Pelotas conta com tratamento efetivo para HBP, doença mais comum da próstata, que atinge quase 20 mil homens na região

Terapia com laser verde garante maior segurança a pacientes de risco e alta hospitalar em 24 horas

A hiperplasia benigna da próstata (HBP), caracterizada pelo crescimento benigno da glândula, é a doença mais comum na próstata e atinge 50% dos homens acima de 50 anos, de acordo com a Sociedade Brasileira de Urologia (SBU). Em Pelotas, esse percentual corresponde a cerca de 19 mil homens.
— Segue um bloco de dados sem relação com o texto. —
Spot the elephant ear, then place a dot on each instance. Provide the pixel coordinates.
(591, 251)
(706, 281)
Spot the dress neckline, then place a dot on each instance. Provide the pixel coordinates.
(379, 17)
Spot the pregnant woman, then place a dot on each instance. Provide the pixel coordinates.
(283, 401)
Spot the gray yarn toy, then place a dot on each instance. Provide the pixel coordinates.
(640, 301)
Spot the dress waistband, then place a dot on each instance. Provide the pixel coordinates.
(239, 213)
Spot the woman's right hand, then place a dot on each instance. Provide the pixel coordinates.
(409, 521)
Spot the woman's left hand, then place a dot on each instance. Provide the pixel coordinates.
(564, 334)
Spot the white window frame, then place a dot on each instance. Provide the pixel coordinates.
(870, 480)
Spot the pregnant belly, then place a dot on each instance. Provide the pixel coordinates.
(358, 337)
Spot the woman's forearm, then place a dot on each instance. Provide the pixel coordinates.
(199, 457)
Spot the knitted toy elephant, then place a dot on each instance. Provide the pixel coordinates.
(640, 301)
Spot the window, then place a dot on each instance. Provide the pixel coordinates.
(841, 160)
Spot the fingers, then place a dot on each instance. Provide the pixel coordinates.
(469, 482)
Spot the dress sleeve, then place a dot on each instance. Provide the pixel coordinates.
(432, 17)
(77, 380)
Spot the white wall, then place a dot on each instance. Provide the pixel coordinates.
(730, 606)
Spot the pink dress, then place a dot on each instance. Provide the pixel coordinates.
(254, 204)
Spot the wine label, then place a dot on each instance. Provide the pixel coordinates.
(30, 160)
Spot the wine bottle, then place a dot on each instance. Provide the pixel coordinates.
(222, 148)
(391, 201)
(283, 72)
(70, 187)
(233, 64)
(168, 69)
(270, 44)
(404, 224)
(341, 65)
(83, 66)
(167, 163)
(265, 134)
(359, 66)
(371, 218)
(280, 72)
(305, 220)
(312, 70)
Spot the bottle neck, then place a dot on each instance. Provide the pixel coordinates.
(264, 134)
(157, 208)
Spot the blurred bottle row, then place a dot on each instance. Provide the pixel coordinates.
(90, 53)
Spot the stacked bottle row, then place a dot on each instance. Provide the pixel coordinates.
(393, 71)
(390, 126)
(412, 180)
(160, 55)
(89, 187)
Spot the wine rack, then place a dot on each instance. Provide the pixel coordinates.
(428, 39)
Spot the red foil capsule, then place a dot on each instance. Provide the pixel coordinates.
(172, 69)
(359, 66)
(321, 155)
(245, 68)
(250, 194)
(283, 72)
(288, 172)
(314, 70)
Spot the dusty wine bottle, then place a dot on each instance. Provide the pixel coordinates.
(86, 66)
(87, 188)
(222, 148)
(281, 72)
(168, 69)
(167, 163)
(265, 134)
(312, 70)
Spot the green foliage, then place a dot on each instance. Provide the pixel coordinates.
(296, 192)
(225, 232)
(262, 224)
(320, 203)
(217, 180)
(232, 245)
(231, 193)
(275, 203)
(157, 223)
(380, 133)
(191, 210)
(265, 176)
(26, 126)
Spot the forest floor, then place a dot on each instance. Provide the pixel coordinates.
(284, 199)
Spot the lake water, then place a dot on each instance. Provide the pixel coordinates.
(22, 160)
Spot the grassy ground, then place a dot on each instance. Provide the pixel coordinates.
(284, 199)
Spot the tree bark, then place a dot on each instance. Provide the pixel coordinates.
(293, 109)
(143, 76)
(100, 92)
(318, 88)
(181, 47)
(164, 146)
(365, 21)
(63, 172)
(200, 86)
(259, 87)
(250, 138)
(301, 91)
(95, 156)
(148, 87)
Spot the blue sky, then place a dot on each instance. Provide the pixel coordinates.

Mas agora a cidade conta com um tratamento com uma tecnologia a laser que torna o tratamento do aumento benigno da próstata mais efetivo, rápido e seguro.

A HBP prejudica o armazenamento de urina e o esvaziamento da bexiga e tem como principais sintomas: vontade frequente de urinar – principalmente durante a noite –, dificuldade para iniciar a micção e jato de urina fraco. O tumor nada tem a ver com o câncer de próstata, mas não pode ser ignorado. Apesar de os casos leves serem tratados com medicamentos, cerca de 30% dos pacientes precisam de cirurgia para a redução da próstata.

O procedimento pode ser tradicional – de ressecção transuretral da próstata (RTU) para retirada do excesso de tecido da próstata pela uretra – ou com laser verde, que vaporiza a próstata de forma minimamente invasiva, removendo o tecido. A tecnologia com laser verde consegue tratar próstatas de grande volume, é mais rápida, evita sangramentos e não oferece risco para pacientes cardíacos e diabéticos. Além disso, o tratamento de vaporização da próstata por meio do laser reduz o tempo de internação e recuperação  – o paciente tem alta entre 12 e 24 horas.

O urologista Saulo Recuero comenta que essa é uma solução bastante moderna e que apresenta outras vantagens. “Além de possuir baixa taxa de complicação, ela oferece rápida recuperação ao paciente e alta hospitalar em, no máximo, 24 horas após a cirurgia. O paciente pode rapidamente voltar à vida normal, sem dor e sem depender de medicações”, finaliza o especialista.